Athletics: Kenyans make light of bad weather to celebrate double
The bookies knew best, as they so often do. Their favourite for the men's London Marathon title, Evans Rutto, duly won yesterday in a time of 2hr 06min 18sec - remarkable given the cold and increasingly rainy conditions in which the race took place.
The bookies knew best, as they so often do. Their favourite for the men's London Marathon title, Evans Rutto, duly won yesterday in a time of 2hr 06min 18sec - remarkable given the cold and increasingly rainy conditions in which the race took place.
The Kenyan thus maintained his 100 per cent marathon record, having won his only previous race, in Chicago last October, in 2:05.50, the fastest debut ever recorded.
It completed a satisfying day for the Kenyans, who had also supplied the women's winner, Margaret Okayo, who finished almost four minutes clear in 2:22.35, and had the further gratification of seeing their perennial Ethiopian rivals lose their two top runners before either race had reached the halfway point.
Gete Wami, the former world 10,000m champion running only her second marathon, dropped out after 13 miles, and defending men's champion Gezahegne Abera lasted only six miles before limping to the side of Trafalgar Road with an Achilles tendon problem brought on by hitting his leg on the curb. "This will in no way puncture my ambition of making it at the Olympics," Abera maintained.

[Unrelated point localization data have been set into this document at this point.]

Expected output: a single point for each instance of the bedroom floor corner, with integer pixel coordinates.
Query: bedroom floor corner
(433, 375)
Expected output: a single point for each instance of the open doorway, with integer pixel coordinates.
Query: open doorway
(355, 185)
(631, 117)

Rutto's victory was all the more creditable for the fact that he and the man with whom he broke away from the rest of the field after 21 miles, fellow countryman Sammy Korir, suffered a heavy fall while approaching Tower Bridge a mile later. In negotiating a sharp left-hand turn, Rutto appeared to catch his foot on a barrier and slid into the man who finished just a second behind Paul Tergat's world-record effort in Berlin last year, recording 2:04.56.
Korir was the first man to get up, and he waited for Rutto to get to his feet before setting off again - a pleasing moment of sportsmanship.
But it was Rutto who pulled away on the Embankment in the 23rd mile to earn a victory which may make Kenya's Olympic selectors, who have not named him for the marathon, think again. "But for the fall and bad conditions I might have run better," Rutto said. "I don't say I would have broken the world record, but it was a possibility."
In the absence of the defending champion Paula Radcliffe, who was watching the race, Okayo established her credentials as an Olympic contender despite misjudging the early part of her race, when she set off too quickly over the first five miles only to see Romania's Constantina Dita overtake her.
Okayo may be tiny - 4ft 11in and six and a half stone - but her will was clearly huge as she overhauled the Romanian within sight of the 20-mile marker.
LONDON MARATHON RESULTS
MEN
1 E Rutto (Ken) 2hr 06min 18sec, 2 S Korir (Ken) 2:06:48, 3 J Gharib (Mor) 2:07:02, 4 S Baldini (Ita) 2:08:37, 5 T Tola (Eth) 2:09:07, 6 B Zwierzhiewski (Fra) 2:09:35, 7 A El Mouaziz (Mor) 2:09:42, 8 L Troop (Aus) 2:09:58, 9 J Yuda (Tan) 2:10:13, 10 J Kadan (Ken) 2:11:30, 11 J Mgolepus (Ken) 2:12:02, 12 W Tiplagat (Ken) 2:12:04, 13 S Bezebeh (Aus) 2:12:05, 14 S Westcott (Aus) 2:13:30, 15 J Brown (Sheffield) 2:13:39, 16 D Robinson (Tipton) 2:13:53, 17 N Pollias (Gre) 2:15:02, 18 C Cariss (Bingley) 2:15:08, 19 H Lobb (Bedford) 2:15:49, 20 M Hudspith (Morpeth) 2:16:15, 21 B Burns (Salford) 2:16:18.
WOMEN
1 M Okayo (Ken) 2:22:25, 2 L Petrova (Rus) 2:26:02, 3 C Tomescu-Dita (Rom) 2:26:52, 4 Albina Ivanova (Rus) 2:27:25, 5 J Chepchumba (Ken) 2:28:01, 6 S Zakharova (Rus) 2:28:10, 7 S Yingjie (Chn) 2:28:32, 8 Alena Ivanova (Rus) 2:28:48, 9 S Demidenko (Rus) 2:33:06, 10 T Morris (Valley Striders) 2:33:52, 11 B Dagne (Belgrave) 2:34:45, 12 J Gallagher (Aus) 2:34:48, 13 J Lodge (Windsor) 2:34:49, 14 M Lee (M Keynes) 2:35:51, 15 S Harrison (Leamington) 2:38:20, 16 M McCullum (Can) 2:39:10, 17 M Yamauchi (Harrow) 2:39:16, 18 S Souma (Gre) 2:40:34, 19 V Young (Irl) 2:41:32, 20 S Partridge (Glasgow) 2:41:44.